Conforme llego la tecnología las bandas de delincuentes agregaron esta
tecnología a sus fechorías, y comenzaron a planear delitos en las que
participan varios jóvenes que sin siquiera se conocen, sino que se ponen de acuerdo
por medio del internet. Los limites se fueron perdiendo, los maestros y padres
de familia no entendieron a tiempo el mensaje, lo que se convirtió en un grave
problema de seguridad. Las policías se dedicaron a identificar delincuentes
esculcándolos en las calles sin respetar su derecho a la libertad de tránsito.
A los jóvenes más vulnerables
las bandas de narcotráfico los engancharon y los policías se dedicaron a
controlar a esos jóvenes para convertirlos en rateros a su servicio. Las
brechas se fueron abriendo, la búsqueda de la comodidad y sus privilegios se
comenzaron a presentar en cualquier momento y sin importar la situación
económica del hogar de estos jóvenes. Fue una espacie de carga mental para
pertenecer a una banda y verse de esta forma protegido. La policía y los
narcotraficantes ampliaron sus campos de negocios, incluso de juntaron para que
la amplitud de negocios los beneficiara. De pequeños distribuidores de droga en
su barrio, escuela pasaron a conseguir mujeres jóvenes para la prostitución por
medio del celular.
Muchas de esas mujeres jóvenes
fueron levantadas y obligadas a la prostitución en un burdel en otra ciudad. La
sociedad comenzó a temer por la seguridad. Inicio responsabilizando a la
autoridad por no parar la situación. Sin embargo, el resultado seguía siendo
negativo. Las personas con dinero pensaron seriamente en salir del país. Los
menos favorecidos se quedaron. Algo alejo a las personas en general y todos
callaron por miedo. Los periodistas callaron, el gobierno, las familias
agredidas, los honestos. Surgió el lamento ¡Mientras nos e metan conmigo, todo
está bien! En la calle se inició lidiando con los ataques y observar los
resultados.
La sociedad quedo aislada, nadie
se relajó. El resultado es que las
bandas abrieron nuevos caminos y comenzaron asesinar mujeres, lo que ocasionó
un impacto social grave. Los políticos se dedicaron a dar discursos que no era
para preocuparse debido a que son pocas las mujeres que desaparecen y que las
están encontrado enterradas y entregadas a sus familiares para que les den
sepultura pero que fuera de eso todo es normal.

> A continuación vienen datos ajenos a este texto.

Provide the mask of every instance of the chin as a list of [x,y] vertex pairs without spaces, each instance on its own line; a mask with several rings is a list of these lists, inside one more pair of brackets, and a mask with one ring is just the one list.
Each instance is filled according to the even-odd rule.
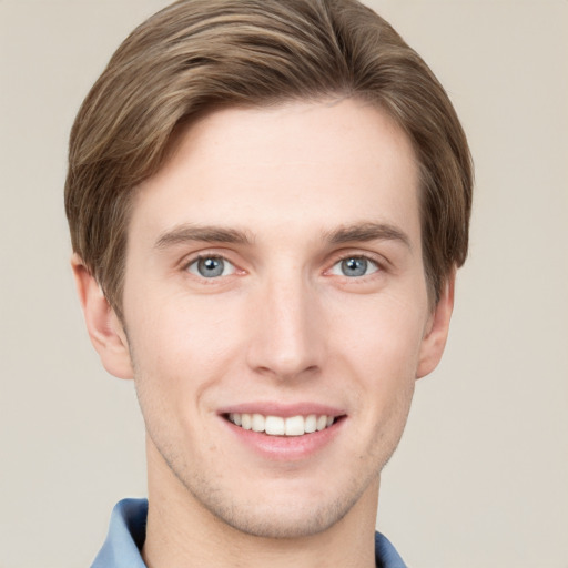
[[286,510],[278,505],[211,510],[220,520],[240,532],[257,538],[295,539],[324,532],[351,510],[353,504],[334,500],[327,506],[294,507]]

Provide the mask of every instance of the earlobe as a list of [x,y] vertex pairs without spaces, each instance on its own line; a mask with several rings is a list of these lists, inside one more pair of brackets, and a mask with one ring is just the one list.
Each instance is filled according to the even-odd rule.
[[129,344],[120,318],[77,253],[71,257],[71,267],[87,331],[104,368],[119,378],[132,378]]
[[420,357],[416,378],[422,378],[432,373],[438,365],[444,354],[446,341],[448,338],[449,321],[454,310],[454,288],[456,282],[456,271],[452,271],[436,304],[420,346]]

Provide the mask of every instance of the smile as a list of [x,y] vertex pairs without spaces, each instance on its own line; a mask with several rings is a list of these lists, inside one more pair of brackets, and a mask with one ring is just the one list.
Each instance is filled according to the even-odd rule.
[[303,436],[321,432],[332,426],[334,416],[310,414],[307,416],[264,416],[262,414],[231,413],[230,422],[245,430],[267,434],[268,436]]

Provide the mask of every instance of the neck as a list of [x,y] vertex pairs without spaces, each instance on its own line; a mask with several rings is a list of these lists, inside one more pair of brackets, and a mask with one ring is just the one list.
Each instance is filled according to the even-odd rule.
[[[151,446],[151,444],[149,445]],[[148,568],[372,568],[378,478],[329,528],[300,538],[264,538],[214,516],[149,447]]]

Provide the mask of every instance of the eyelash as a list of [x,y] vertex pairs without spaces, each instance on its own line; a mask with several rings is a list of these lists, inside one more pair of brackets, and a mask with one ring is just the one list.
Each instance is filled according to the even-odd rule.
[[[219,261],[222,261],[223,263],[230,264],[233,267],[233,272],[231,274],[225,274],[225,275],[221,274],[221,275],[217,275],[217,276],[207,277],[207,276],[203,276],[201,274],[195,274],[195,273],[190,271],[190,267],[192,265],[199,263],[200,261],[204,261],[204,260],[219,260]],[[343,255],[336,257],[334,260],[333,264],[331,265],[331,267],[326,268],[324,271],[324,275],[329,275],[332,273],[332,271],[337,265],[339,265],[342,262],[349,261],[349,260],[365,261],[365,262],[371,263],[372,265],[374,265],[375,270],[373,270],[373,272],[371,272],[369,274],[363,274],[363,275],[358,275],[358,276],[347,276],[345,274],[343,274],[343,275],[342,274],[335,274],[336,276],[344,277],[344,278],[347,278],[348,281],[354,282],[354,281],[358,281],[358,280],[363,280],[363,278],[366,280],[367,277],[373,276],[375,273],[383,273],[383,272],[386,271],[385,263],[382,262],[382,261],[378,261],[375,255],[353,253],[353,254],[343,254]],[[219,254],[219,253],[210,253],[210,254],[207,254],[207,253],[200,253],[196,256],[192,256],[190,260],[187,260],[186,262],[183,263],[182,270],[185,271],[185,272],[189,272],[190,274],[192,274],[193,276],[195,276],[195,277],[197,277],[197,278],[200,278],[202,281],[211,281],[211,283],[213,283],[214,281],[219,281],[220,278],[223,278],[223,277],[232,276],[233,274],[235,274],[237,272],[241,272],[241,273],[245,272],[245,271],[239,268],[226,256],[224,256],[223,254]]]

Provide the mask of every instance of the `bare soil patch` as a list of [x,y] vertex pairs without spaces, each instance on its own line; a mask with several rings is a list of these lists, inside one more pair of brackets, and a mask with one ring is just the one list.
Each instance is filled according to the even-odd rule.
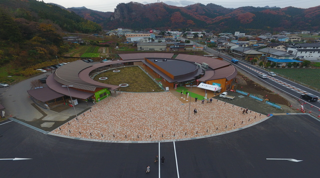
[[280,96],[278,94],[260,85],[248,77],[238,74],[236,78],[238,84],[236,89],[260,96],[264,99],[269,98],[270,102],[287,106],[290,106],[289,102]]

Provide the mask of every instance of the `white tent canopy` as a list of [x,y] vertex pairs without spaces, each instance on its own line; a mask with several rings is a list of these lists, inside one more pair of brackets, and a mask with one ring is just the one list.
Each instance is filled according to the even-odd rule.
[[212,86],[212,84],[209,84],[204,83],[201,83],[199,84],[199,85],[196,86],[201,88],[204,88],[206,90],[208,90],[212,91],[218,91],[219,90],[221,89],[221,87],[219,87],[216,86]]

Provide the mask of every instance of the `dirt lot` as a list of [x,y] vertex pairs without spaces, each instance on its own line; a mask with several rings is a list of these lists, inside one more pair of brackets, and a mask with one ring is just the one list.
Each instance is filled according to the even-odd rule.
[[289,102],[276,92],[260,85],[240,73],[238,73],[236,78],[238,84],[235,89],[254,94],[264,99],[269,98],[270,102],[286,106],[290,106]]

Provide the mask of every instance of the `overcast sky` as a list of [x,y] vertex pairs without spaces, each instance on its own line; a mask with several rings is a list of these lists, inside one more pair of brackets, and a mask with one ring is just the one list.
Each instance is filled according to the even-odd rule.
[[[128,3],[130,2],[140,2],[143,4],[154,3],[157,0],[43,0],[46,3],[52,2],[61,5],[64,8],[79,8],[85,6],[88,8],[101,12],[114,11],[116,6],[122,2]],[[184,6],[196,3],[201,3],[206,5],[209,3],[214,4],[226,8],[238,8],[245,6],[254,7],[277,6],[281,8],[292,6],[296,8],[307,8],[320,6],[319,0],[161,0],[167,4]]]

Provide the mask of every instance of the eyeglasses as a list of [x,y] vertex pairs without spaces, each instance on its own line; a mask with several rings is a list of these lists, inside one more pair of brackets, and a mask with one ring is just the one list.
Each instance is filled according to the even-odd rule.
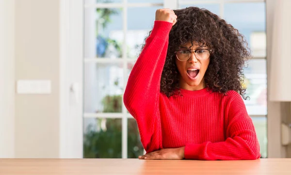
[[176,51],[177,59],[181,62],[185,62],[189,60],[191,56],[191,52],[194,52],[196,58],[200,60],[207,60],[212,50],[207,48],[200,48],[195,50],[185,49],[179,49]]

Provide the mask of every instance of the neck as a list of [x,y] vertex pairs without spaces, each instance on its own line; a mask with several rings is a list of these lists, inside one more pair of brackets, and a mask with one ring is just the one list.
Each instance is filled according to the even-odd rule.
[[179,86],[180,88],[185,89],[188,91],[198,91],[201,89],[203,89],[206,87],[206,84],[204,81],[204,79],[203,78],[200,84],[197,86],[192,86],[188,84],[182,78],[180,79],[180,82],[179,83]]

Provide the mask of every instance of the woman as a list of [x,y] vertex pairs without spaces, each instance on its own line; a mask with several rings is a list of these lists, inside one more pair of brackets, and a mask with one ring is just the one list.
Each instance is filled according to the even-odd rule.
[[124,97],[147,152],[139,159],[260,157],[241,96],[247,46],[237,30],[208,10],[157,11]]

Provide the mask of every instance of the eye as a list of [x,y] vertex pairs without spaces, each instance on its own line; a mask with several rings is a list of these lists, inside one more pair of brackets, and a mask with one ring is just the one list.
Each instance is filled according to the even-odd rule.
[[179,50],[179,53],[183,55],[188,55],[190,53],[190,51],[188,50]]
[[196,51],[197,53],[203,53],[208,51],[208,50],[206,49],[199,49]]

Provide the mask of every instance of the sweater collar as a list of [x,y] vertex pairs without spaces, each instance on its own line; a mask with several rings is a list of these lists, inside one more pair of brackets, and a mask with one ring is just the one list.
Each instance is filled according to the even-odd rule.
[[181,94],[183,97],[190,98],[203,96],[211,92],[211,90],[208,87],[197,91],[189,91],[181,88],[178,89],[178,90],[180,90]]

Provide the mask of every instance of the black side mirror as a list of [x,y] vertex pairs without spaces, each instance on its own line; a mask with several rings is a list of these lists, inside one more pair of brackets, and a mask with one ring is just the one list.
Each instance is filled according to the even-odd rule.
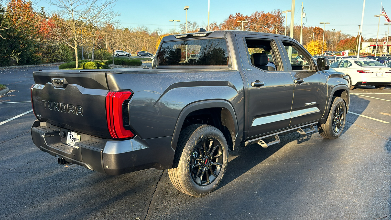
[[330,61],[327,58],[318,58],[316,63],[318,71],[326,70],[330,69]]

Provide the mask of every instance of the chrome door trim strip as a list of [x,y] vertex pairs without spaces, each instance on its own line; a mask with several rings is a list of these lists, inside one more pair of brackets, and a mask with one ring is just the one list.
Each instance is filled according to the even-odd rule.
[[272,122],[276,122],[280,121],[282,121],[286,119],[290,119],[294,117],[298,117],[319,112],[320,112],[319,109],[316,107],[300,109],[296,110],[290,112],[285,112],[280,114],[273,115],[264,117],[256,118],[253,121],[253,123],[251,125],[251,127],[253,126],[257,126],[261,124],[265,124]]

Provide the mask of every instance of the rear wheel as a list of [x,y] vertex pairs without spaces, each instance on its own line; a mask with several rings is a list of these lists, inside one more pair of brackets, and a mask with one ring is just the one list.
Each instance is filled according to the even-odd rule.
[[320,135],[328,139],[335,139],[341,136],[345,126],[346,107],[341,97],[334,97],[326,123],[318,124]]
[[221,132],[211,125],[192,124],[181,132],[169,176],[179,191],[201,196],[217,188],[228,162],[227,142]]
[[376,88],[377,89],[384,89],[386,88],[386,86],[386,86],[386,85],[375,86],[375,88]]

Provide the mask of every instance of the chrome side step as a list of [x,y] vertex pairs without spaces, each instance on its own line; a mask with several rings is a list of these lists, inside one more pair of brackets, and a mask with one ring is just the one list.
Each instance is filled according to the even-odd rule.
[[304,130],[303,130],[303,128],[300,128],[298,129],[296,131],[299,132],[299,133],[303,136],[305,136],[310,133],[312,133],[315,131],[315,128],[314,127],[313,124],[311,124],[311,126],[310,126],[310,129],[309,130],[308,130],[307,131],[305,131]]
[[258,141],[258,142],[257,142],[256,143],[262,146],[262,147],[264,148],[267,148],[267,147],[270,146],[270,145],[272,145],[274,144],[279,144],[281,142],[281,141],[280,140],[280,137],[278,137],[278,135],[276,134],[276,136],[274,137],[274,138],[276,139],[275,140],[273,141],[268,143],[266,143],[263,140],[260,139],[259,141]]
[[[250,144],[253,144],[256,143],[256,144],[258,144],[260,145],[261,145],[263,147],[264,147],[264,146],[270,146],[272,144],[278,144],[280,142],[280,138],[279,137],[278,137],[278,135],[279,134],[281,135],[282,134],[285,134],[289,133],[294,132],[296,131],[301,134],[303,134],[303,133],[305,133],[305,134],[307,134],[313,132],[315,131],[314,126],[316,125],[317,124],[317,122],[313,122],[312,123],[310,123],[307,124],[304,124],[303,125],[301,125],[301,126],[298,126],[297,127],[295,127],[294,128],[290,128],[287,130],[281,131],[278,132],[276,132],[275,133],[273,133],[272,134],[266,135],[265,136],[263,136],[262,137],[257,137],[256,138],[255,138],[251,140],[249,140],[249,141],[247,141],[244,142],[244,146],[246,147]],[[311,128],[311,129],[308,130],[308,131],[307,131],[307,132],[305,132],[305,131],[304,130],[303,128],[307,128],[308,127]],[[301,130],[303,131],[303,133],[301,133],[300,132],[299,132],[299,130],[300,130],[300,129],[301,129]],[[276,136],[277,136],[276,137]],[[267,144],[265,142],[265,141],[264,141],[262,140],[262,139],[268,140],[269,139],[271,139],[273,138],[276,138],[276,141],[273,141],[267,143]],[[278,139],[278,142],[276,142],[277,139]],[[266,147],[267,147],[267,146],[266,146]]]

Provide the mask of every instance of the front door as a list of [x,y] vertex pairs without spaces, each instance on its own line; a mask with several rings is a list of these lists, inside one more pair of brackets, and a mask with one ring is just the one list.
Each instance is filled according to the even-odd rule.
[[[289,126],[317,121],[322,117],[327,103],[327,77],[324,71],[317,72],[311,55],[295,41],[283,38],[286,60],[294,85],[294,95]],[[289,53],[291,51],[289,56]],[[305,60],[305,65],[296,62],[296,58]],[[290,59],[289,58],[292,58]]]
[[260,37],[237,35],[248,87],[248,139],[287,128],[291,121],[293,79],[282,62],[276,38]]

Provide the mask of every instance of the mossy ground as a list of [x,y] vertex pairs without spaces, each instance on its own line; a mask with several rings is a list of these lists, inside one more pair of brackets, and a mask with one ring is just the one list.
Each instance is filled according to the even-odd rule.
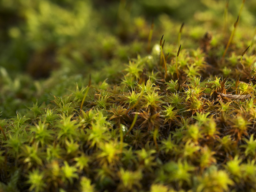
[[256,2],[171,1],[0,3],[0,191],[256,190]]

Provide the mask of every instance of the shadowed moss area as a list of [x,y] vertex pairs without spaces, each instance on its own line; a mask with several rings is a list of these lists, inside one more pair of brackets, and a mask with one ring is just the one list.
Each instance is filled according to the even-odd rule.
[[0,192],[256,190],[256,11],[3,0]]

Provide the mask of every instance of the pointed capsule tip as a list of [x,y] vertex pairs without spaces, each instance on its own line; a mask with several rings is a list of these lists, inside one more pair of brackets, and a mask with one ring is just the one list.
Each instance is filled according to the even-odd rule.
[[236,28],[236,25],[237,25],[237,23],[238,23],[238,21],[239,20],[239,15],[237,16],[237,18],[236,19],[236,22],[234,23],[234,27]]

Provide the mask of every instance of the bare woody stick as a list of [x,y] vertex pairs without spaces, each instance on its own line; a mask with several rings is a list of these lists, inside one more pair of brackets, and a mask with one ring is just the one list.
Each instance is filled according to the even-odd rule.
[[182,32],[182,28],[183,28],[183,26],[184,26],[184,22],[183,22],[181,24],[181,25],[180,26],[180,31],[179,32],[179,34],[178,35],[178,43],[177,44],[180,44],[180,37],[181,36],[181,32]]
[[235,33],[236,32],[236,30],[237,26],[237,24],[238,23],[239,20],[239,16],[237,16],[237,19],[236,19],[236,21],[235,23],[234,23],[234,28],[233,29],[233,30],[232,31],[232,32],[231,33],[231,35],[229,37],[229,39],[228,39],[228,44],[227,44],[227,46],[226,46],[226,48],[225,49],[225,51],[224,51],[224,52],[223,53],[223,55],[222,56],[221,60],[223,60],[224,58],[224,57],[225,56],[226,53],[227,53],[227,51],[228,50],[228,47],[229,46],[230,43],[231,43],[232,40],[233,39],[233,37],[234,37]]
[[246,49],[244,51],[244,52],[242,53],[242,54],[241,55],[241,63],[242,63],[242,60],[243,60],[243,57],[244,56],[244,55],[245,53],[247,51],[247,50],[248,50],[248,49],[249,48],[249,47],[250,47],[250,45],[249,45],[248,47],[246,48]]
[[179,55],[180,55],[180,48],[181,47],[181,45],[180,45],[179,48],[178,52],[177,52],[177,57],[176,57],[176,73],[177,73],[177,77],[179,79],[179,71],[178,71],[178,58]]
[[164,37],[164,35],[163,35],[162,37],[161,38],[161,39],[160,40],[160,49],[161,50],[161,53],[163,57],[163,59],[164,60],[164,68],[165,69],[165,73],[164,74],[164,78],[166,78],[166,76],[167,75],[167,67],[166,66],[166,61],[165,60],[165,58],[164,57],[164,52],[163,51],[163,47],[162,47],[162,41],[163,41],[163,38]]
[[154,18],[152,19],[152,23],[151,24],[151,28],[149,31],[148,35],[148,52],[150,52],[150,45],[151,44],[151,40],[152,39],[152,35],[153,34],[153,29],[154,28]]
[[88,93],[88,92],[89,91],[89,89],[90,88],[90,87],[91,86],[91,84],[92,83],[92,79],[91,78],[91,74],[90,75],[90,77],[89,77],[89,83],[88,84],[88,85],[86,87],[86,90],[85,91],[85,92],[84,93],[84,98],[83,98],[83,100],[82,100],[82,103],[81,103],[81,107],[80,108],[80,111],[82,110],[82,108],[83,107],[83,105],[84,105],[84,100],[85,99],[85,98],[86,97],[86,96],[87,95],[87,94]]

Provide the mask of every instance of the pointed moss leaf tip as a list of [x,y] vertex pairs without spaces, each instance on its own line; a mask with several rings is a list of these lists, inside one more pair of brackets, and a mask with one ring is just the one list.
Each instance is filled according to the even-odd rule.
[[92,84],[92,74],[90,74],[89,76],[89,83],[88,84],[88,86],[90,87]]
[[162,46],[162,41],[163,41],[163,38],[164,37],[164,35],[163,35],[162,37],[161,37],[161,39],[160,40],[160,46]]
[[178,52],[177,52],[177,57],[179,57],[179,55],[180,55],[180,48],[181,47],[181,44],[180,44],[180,47],[179,48],[179,50],[178,50]]
[[181,26],[180,26],[180,32],[181,33],[181,31],[182,31],[182,28],[183,28],[183,26],[184,25],[184,22],[183,22],[181,24]]
[[242,57],[244,56],[244,55],[245,54],[245,53],[247,51],[247,50],[248,50],[248,49],[249,48],[249,47],[250,47],[250,46],[249,45],[248,46],[248,47],[246,48],[246,49],[245,49],[244,51],[244,52],[243,52],[243,53],[242,53]]
[[238,21],[239,20],[239,16],[238,15],[237,16],[237,19],[236,19],[236,22],[234,23],[234,27],[236,28],[236,25],[237,25],[237,23],[238,23]]

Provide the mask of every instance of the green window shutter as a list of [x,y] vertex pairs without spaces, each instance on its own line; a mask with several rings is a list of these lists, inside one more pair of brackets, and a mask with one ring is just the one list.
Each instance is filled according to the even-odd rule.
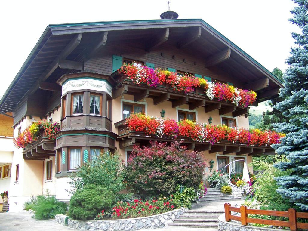
[[212,78],[210,77],[208,77],[207,76],[204,76],[204,79],[209,82],[212,82]]
[[176,70],[174,68],[171,68],[170,67],[168,67],[168,70],[169,71],[171,71],[171,72],[176,72]]
[[153,70],[155,69],[155,65],[154,65],[154,63],[151,63],[147,62],[145,63],[145,65],[148,67],[152,68]]
[[120,56],[112,55],[112,73],[116,71],[122,66],[123,58]]

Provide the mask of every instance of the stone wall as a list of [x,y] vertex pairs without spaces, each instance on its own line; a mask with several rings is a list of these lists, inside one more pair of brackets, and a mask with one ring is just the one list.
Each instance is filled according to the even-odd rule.
[[[168,223],[173,221],[183,214],[186,209],[180,209],[164,213],[138,218],[120,220],[100,220],[98,221],[81,221],[67,220],[67,226],[70,228],[83,230],[136,230],[143,229],[152,229],[162,228],[168,226]],[[65,215],[56,215],[55,221],[63,225],[65,225]]]
[[[233,221],[227,222],[226,221],[224,213],[218,217],[218,230],[219,231],[277,231],[277,229],[271,228],[242,225],[239,222]],[[286,230],[279,229],[279,230]]]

Hay temor y carga de miedo.
Realmente no se puede superar el clima de inseguridad, el costo de vida y el
ritmo de vida tranquilo. A los músicos que componen corridos les llego su
domingo siete con muertes por cantar esos corridos que beneficien a otro
personaje de banda contraria. Aquella música que servía para ser interpretada
en el cine mexicano, cantarla en las labores del campo giro para hacer apología
de personajes negativos a la sociedad.
Algunos de estos conjuntos norteños se
hicieron famosos gracias al apoyo de un narcotraficante, pero las letras de sus
canciones describen el camino de las balas de ese personaje, sus odios y
venganzas, su relación con otros narcotraficantes y el resultado es que esos
músicos terminan asesinados. Los nuevos narcotraficantes borraron el pacto de
honor en el cual no se asesinaban los familiares, niños, esposa, sin que nadie
escriba el principio o el porqué de una carnicería. Algunos de estos músicos componen canciones
llenas de insultos por lo que se puede argumentar que tanto ellos como el
personaje en mención tuvieron una infamia difícil.
Están peleados con la vida.
Estos personajes argumentan que los políticos bailan al ritmo de su música. El
joven aprendiz de narco siempre lleva una pistola fajada y si la usa en contra
de otra persona se justifica con que se defendió o que tenía que vengarse. Las
personas normales han dejado de luchar este tipo de música, la consideran un
insulto a la inteligencia. Prefieren cantar sus desgracias con la novia que lo
abandono, la mujer casada, el matrimonio que fracaso.
Hay periodistas que aclaran que han dejado de
escribir sobre la violencia y el narcotráfico porque han recibido amenazas a
veces de los mafiosos y en otras de la propia policía (El hilo entre ambas
bandas es estrecho). El gobernante tiene tolerancia para con ellos por miedo a
que con el tiempo cuando deje el puesto sea alcanzado por una venganza, así que
cobran en la comodidad de un sillón y ven desde la ventana el mundo rodar.